Pour 2004, 169 millions d’euros de frais de développement de produits ont été capitalisés conformément à la norme IAS 38 (dont 152 millions d’euros se rapportent au programme Airbus A380), auxquels sont venus s’ajouter 293 millions d’euros et 411 millions d’euros en 2005 et en 2006, respectivement (dont 259 millions d’euros et 335 millions d’euros relatifs au programme Airbus A380, respectivement).
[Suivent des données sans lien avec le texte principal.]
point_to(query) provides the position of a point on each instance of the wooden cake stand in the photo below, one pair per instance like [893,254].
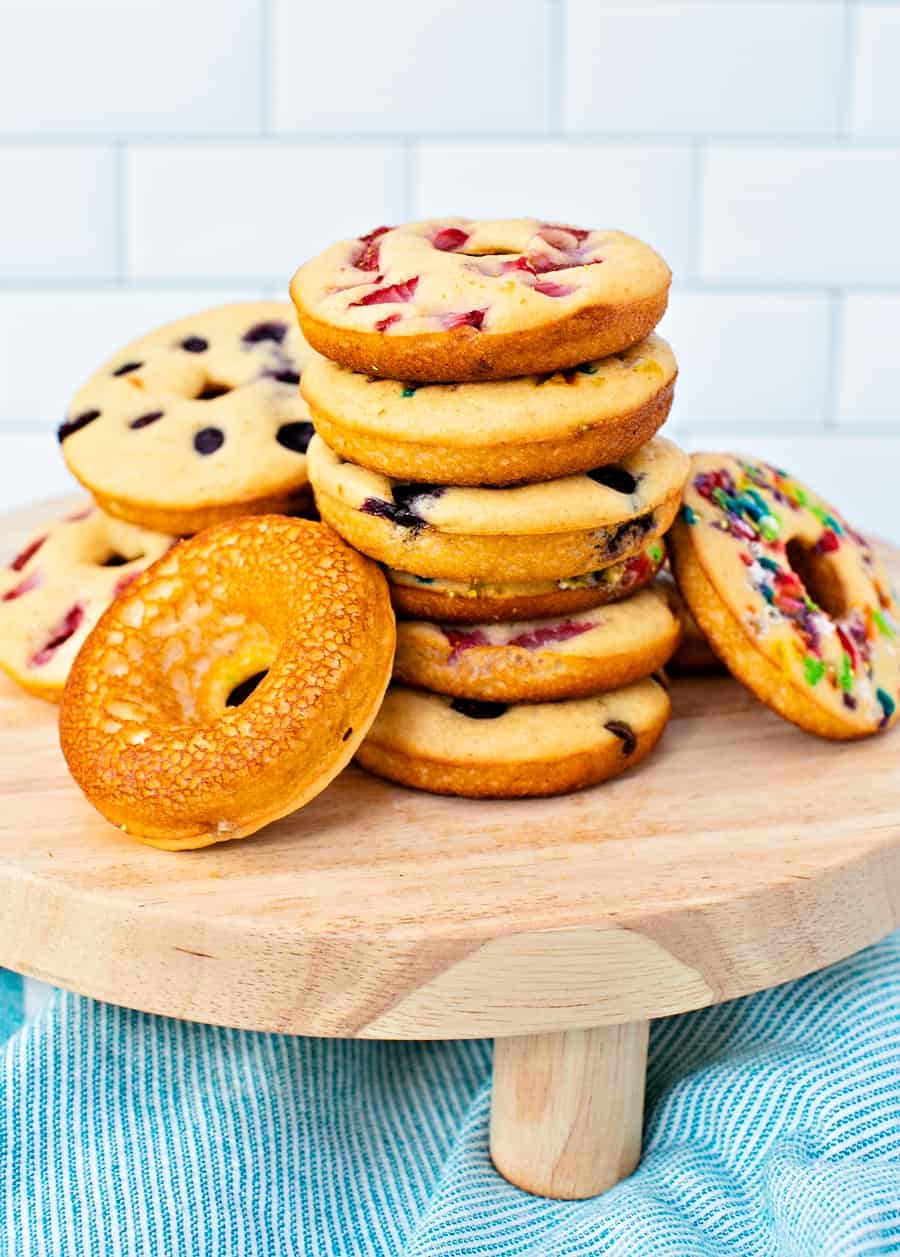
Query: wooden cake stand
[743,854]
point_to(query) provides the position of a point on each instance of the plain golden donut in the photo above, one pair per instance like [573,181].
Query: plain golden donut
[230,683]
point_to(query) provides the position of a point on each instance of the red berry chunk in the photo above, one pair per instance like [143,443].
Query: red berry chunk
[59,635]
[449,239]
[402,292]
[32,581]
[29,552]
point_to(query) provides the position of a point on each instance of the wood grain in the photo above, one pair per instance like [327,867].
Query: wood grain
[743,852]
[567,1109]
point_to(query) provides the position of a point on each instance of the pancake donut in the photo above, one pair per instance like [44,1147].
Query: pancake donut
[421,597]
[459,299]
[196,422]
[57,587]
[493,751]
[536,428]
[533,532]
[539,660]
[790,596]
[230,683]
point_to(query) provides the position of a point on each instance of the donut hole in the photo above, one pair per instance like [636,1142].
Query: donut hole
[821,578]
[244,689]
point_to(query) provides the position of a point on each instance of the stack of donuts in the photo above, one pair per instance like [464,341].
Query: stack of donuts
[485,409]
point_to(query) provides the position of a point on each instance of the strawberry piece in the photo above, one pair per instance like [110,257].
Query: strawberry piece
[401,292]
[549,289]
[32,581]
[65,629]
[29,552]
[471,318]
[538,637]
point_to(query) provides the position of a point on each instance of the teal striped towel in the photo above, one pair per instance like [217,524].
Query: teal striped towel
[773,1128]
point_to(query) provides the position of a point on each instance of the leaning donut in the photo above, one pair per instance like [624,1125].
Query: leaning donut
[230,683]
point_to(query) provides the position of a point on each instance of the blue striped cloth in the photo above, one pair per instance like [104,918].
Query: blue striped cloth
[773,1128]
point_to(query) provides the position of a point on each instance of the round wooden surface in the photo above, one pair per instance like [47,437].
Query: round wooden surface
[742,854]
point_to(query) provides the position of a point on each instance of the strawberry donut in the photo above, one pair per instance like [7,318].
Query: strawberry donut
[459,299]
[536,428]
[230,683]
[537,660]
[790,596]
[197,421]
[55,590]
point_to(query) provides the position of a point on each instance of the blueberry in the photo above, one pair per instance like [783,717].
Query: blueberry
[146,420]
[477,710]
[77,424]
[625,733]
[265,332]
[195,345]
[296,436]
[614,478]
[208,440]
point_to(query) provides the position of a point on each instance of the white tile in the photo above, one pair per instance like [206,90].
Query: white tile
[875,101]
[870,362]
[30,470]
[52,340]
[446,65]
[702,68]
[120,67]
[801,214]
[644,189]
[253,211]
[58,211]
[857,474]
[749,358]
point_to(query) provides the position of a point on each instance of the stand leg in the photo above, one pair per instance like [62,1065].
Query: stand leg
[567,1109]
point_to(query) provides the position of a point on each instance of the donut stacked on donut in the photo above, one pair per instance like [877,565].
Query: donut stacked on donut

Les frais de développement capitalisés sont en général amortis sur le nombre estimé d’unités produites si aucune autre procédure ne reflète de façon plus appropriée le schéma de consommation, comme dans le cas des frais de développement capitalisés pendant la phase de développement d’un nouvel avion. Ces derniers sont en général amortis sur la durée de vie utile de l’immobilisation incorporelle générée en interne, à partir du moment où l’homologation de l’appareil a été réalisée. Les amortissements des frais de développement capitalisés sont constatés en coûts des ventes. Les immobilisations incorporelles générées en interne sont testées annuellement pour déceler une dépréciation éventuelle lorsque l’actif n’est pas encore utilisé, et ensuite lorsque des événements ou des changements de circonstances indiquent que la valeur comptable pourrait ne pas être recouvrable.